60. In this case, and in the absence of agreement upon the recoverable amount, a significant part of the claimant's costs will be assessed on the indemnity basis and CPR 3.18 will not apply to those costs. As Coulson LJ observed in Burgess v Lejonvarn [2020] EWCA Civ 114; [2020] 4 WLR 43, at [89]–[93], if there is an order for indemnity costs, then prima facie any approved budget becomes irrelevant. It follows that the reasoning underpinning the approach to a payment on account, which is illustrated by the three cases mentioned above, does not apply to the significant element of the claimant's costs covered by the award of indemnity costs, whether or not they are included in a presently approved budget.”

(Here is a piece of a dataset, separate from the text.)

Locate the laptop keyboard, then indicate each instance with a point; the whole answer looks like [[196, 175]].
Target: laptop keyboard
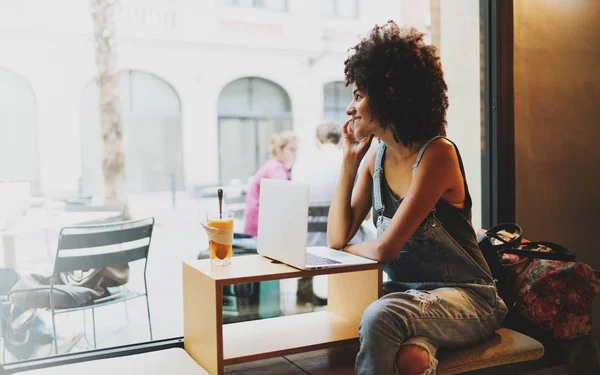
[[316, 260]]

Since I have ordered the first defendant to pay the claimant’s costs on the indemnity basis, the same reasoning applies to the present case. The originally approved costs budget of the claimant was varied by DJ Markland in August 2025 to a total of £109,133.50, excluding VAT (of which £27,173.50 were incurred costs, and £81,960 were estimated costs). The claimant acknowledges that this budget will include costs which have not been incurred, such as the second day of the trial and disbursements from mediation. But there are also other costs incurred by the claimant which are not included. She estimates that her total costs incurred are approximately £155,000. In all the circumstances, I will order a payment on account of £109,000 by 4 PM on 17 November 2025.